Introducing “CFTC 2.0”
The other core component of this initiative is called “CFTC 2.0.” This effort conveys the CFTC’s goal to deploy emerging technology to keep pace with the markets we oversee and transform our agency into a 21st century digital regulator. CFTC 2.0 is designed to strengthen the agency’s understanding of new technologies, and to adopt them in support of our essential mission overseeing derivative markets.
We plan to do this in several ways going forward. We will establish an internal CFTC 2.0 FinTech/RegTech innovation lab to better understand new technologies and to identify potentially useful applications. We will look to explore ways to use FinTech to enhance CFTC functions and duties. For example, we might collaborate with other authorities on leading development of best practices to support the development of “regulator nodes” on distributed ledgers, or experiment with collecting or distributing existing CFTC reports through blockchain technology.

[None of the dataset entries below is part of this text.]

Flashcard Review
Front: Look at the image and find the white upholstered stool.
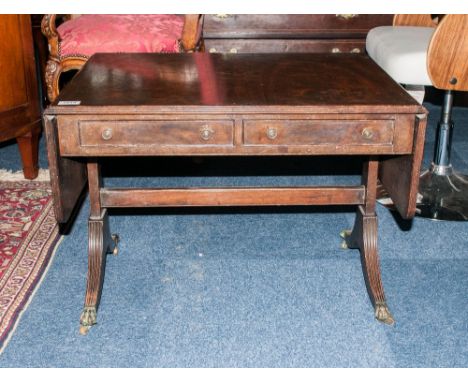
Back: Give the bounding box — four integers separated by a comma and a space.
366, 15, 468, 220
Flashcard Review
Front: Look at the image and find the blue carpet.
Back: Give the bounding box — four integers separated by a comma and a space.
0, 104, 468, 367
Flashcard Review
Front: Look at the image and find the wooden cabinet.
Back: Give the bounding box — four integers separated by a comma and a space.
0, 15, 41, 179
203, 14, 393, 53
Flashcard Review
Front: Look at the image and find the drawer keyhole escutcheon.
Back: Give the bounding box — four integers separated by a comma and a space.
267, 127, 278, 139
362, 128, 374, 140
101, 129, 112, 141
200, 126, 214, 141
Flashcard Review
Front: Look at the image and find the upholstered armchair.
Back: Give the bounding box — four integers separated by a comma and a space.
366, 15, 468, 220
41, 15, 202, 102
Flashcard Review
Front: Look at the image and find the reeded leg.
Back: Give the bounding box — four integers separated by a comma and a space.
16, 123, 40, 179
342, 206, 395, 325
80, 209, 118, 334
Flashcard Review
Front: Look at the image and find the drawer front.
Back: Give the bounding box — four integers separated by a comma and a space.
243, 120, 395, 148
203, 14, 393, 38
205, 39, 366, 53
58, 116, 234, 156
78, 121, 234, 147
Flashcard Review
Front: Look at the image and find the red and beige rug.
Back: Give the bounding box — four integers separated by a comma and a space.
0, 170, 61, 353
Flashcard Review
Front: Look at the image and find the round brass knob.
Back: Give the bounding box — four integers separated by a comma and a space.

We also will look to explore how LabCFTC could establish FinTech innovation competitions under the America Competes Act18. Such competitions could provide innovators the opportunity to demonstrate solutions to challenges that enhance the public’s understanding -- and our own -- of the capabilities of emerging technologies that might apply in areas that relate to our agency’s important missions.
LabCFTC – Additional Components
In addition to GuidePoint and CFTC 2.0, there are a number of other actions we will be taking as well.
Let me mention those briefly.
To heighten FinTech and RegTech engagement, and help all of us at the CFTC to stay abreast of the latest developments, the CFTC is looking to partner in an annual FinTech conference. We welcome the public's ideas for topics and areas of focus. I hope a conference will also serve as a forum for idea sharing that can help spur ongoing FinTech development.
We will also seek to engage with academia at the faculty level, as well as with the next generation of students and budding young entrepreneurs. We are exploring the possibility of hackathons – technology challenges focused on areas of particular relevance or concern to the CFTC in executing its mission. Other organizations have used these to great effect.
We will consult with thought leaders across the FinTech industry to gain the benefit of their insight. Moreover, we will draw upon the support of the CFTC’s Technology Advisory Committee to harness its members’ valuable expertise.
And, building on the outreach work we have already done, we will continue to engage directly with other regulators domestically and internationally to further regulatory interest in FinTech innovation.
Let me give a complimentary shout out to our overseas regulatory colleagues. Many of them have already established their own initiatives to promote innovation, under the rubric of “sandboxes”, “accelerators”, “launchpads” and other names. It has been enormously helpful to learn from them as we seek to adapt their experiences and insights to our own needs and those of our markets. We appreciate their cooperative spirit and willingness to engage in open discussion. And we thank them for their leadership.
In particular I would like to compliment our friends in the United Kingdom – especially, the Financial Conduct Authority (FCA), which had the foresight to launch its “Project Innovate” in 201419, and the Bank of England, who launched its “FinTech Accelerator” just last year20. In only a short period of time, those British efforts have become the gold standard for thoughtful regulatory engagement with emerging technological innovation.
There is something else we have noted in our discussions with other authorities: their programs have started small. Our initiative is no different. We have limited resources. We too will start small, and do our best to work harder and smarter. And when it comes to FinTech, we are very much still on the steep part of the learning curve. So I ask for your patience as we move forward with LabCFTC. We will do what we can, and build as we go. I am hopeful that the initiative grows and bears fruit over time.
Why do this?
As regulators, we know that our rules were mostly written for 20th century analog trading markets – the kind of markets in which Eddie Murphy famously bid up the price of orange juice futures in the movie, “Trading Places.” We also know that those analog markets are long gone – replaced by electronic trading in virtual marketplaces. We also know that our analog rules remain to be updated. What we do not know is which rules are most in need of updating in the face of new emerging technology.
We hope that LabCFTC and its engagement with technology innovators will assist the CFTC in prioritizing efforts to modernize its regulatory mission. It will provide us a market-based priority list for our modernization efforts. As we meet with more and more innovators, we can expect to see patterns emerge – to see which rules come up time and time again as the most problematic, the least able to adapt to evolving technologies. This will help us focus our limited resources much more effectively.
By engaging with FinTech, we will learn where the friction points are between innovation and our regulations. Through LabCFTC, we will be able to put our rules under “the tension of innovation.” This is not only good for markets, innovation, jobs and growth, it is good for us too. It helps us do our jobs better too.
And, let me say this to FinTech Innovators: we have more in common with one another than you may think. Like you, LabCFTC is a start up. Our aspirations are lofty, though our resources are limited. This is a new endeavor for us too, so please be patient as we learn and grow. And I believe we also share a common vision: I am excited about what FinTech innovation can bring to our markets. I am confident that these powerful new technologies will result in much stronger, safer markets that work better for participants.